There’s a larger argument here about the way aggregate scores dovetail neatly with our technocratic urge for assigning metrics to everything, which inexorably leads toward miserable people crying in their cubicles and collapsing from heatstroke—but it’s probably unfair to lay scientific management at the feet of Rotten Tomatoes. Although Taylorism may be a garbage idea from a garbage culture, profit is undeniably quantifiable: artistic value just isn’t. And from that initial category error, misery flows like blood from a wound, from fans who are genuinely sad and furious that someone is hurting their film’s score to critics who have to deal with their harassment campaigns. Video game companies are even linking compensation to Metacritic scores: It looks like some kind of objective way of measuring the work a developer did; coincidentally, it’s a hell of a lot cheaper than sharing profits.
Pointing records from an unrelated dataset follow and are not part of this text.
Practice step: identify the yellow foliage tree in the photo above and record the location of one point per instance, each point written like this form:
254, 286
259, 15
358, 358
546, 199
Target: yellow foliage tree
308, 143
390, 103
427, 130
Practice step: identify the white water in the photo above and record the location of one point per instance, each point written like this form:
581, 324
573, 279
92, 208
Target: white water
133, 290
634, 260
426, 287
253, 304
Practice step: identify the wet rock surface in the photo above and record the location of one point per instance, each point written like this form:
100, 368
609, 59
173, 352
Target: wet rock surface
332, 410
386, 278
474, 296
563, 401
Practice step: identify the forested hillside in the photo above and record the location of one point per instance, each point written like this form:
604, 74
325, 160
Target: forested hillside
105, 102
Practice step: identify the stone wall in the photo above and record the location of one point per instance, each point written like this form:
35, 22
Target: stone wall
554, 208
And so the loop of bullshit closes: The same internet hordes who attack critics who pan a big game can, correctly, say that those critics are hurting the game’s creators financially. (To my knowledge, no critic has asked to be part of any company’s human resources system, nor are any of them being paid for writing employee evaluations.) But in the HR spirit, here’s some data-driven results-oriented analysis: The New Soviet Man this system produces is not James Agee but Milo Yiannopoulos, quantifying the value of other human beings like a deranged Nazi robot. (Not coincidentally, he’s also an internet terrorist who allies himself with actual Nazis.) No thanks.

This is not to say that using Rotten Tomatoes will necessarily turn you into a Nazi. It’s an aesthetic choice like any other. You can choose to understand the world around you by boiling down very complicated, personal responses from a wide variety of people to a single number. You can choose to be offended when your own response to something doesn’t match the “objective” rating you’ve conjured out of thin air. But like any aesthetic choice, this too can be qualitatively described. So here’s how I, personally, respond to Rotten Tomatoes, a website that assigns aggregate numbers to works of art. It’s uninspired. It’s boring. It’s ugly. You can be on the side of Cogentiva or you can be on the side of Enlightened. I know which one I choose. After all, it’s 86-percent fresh.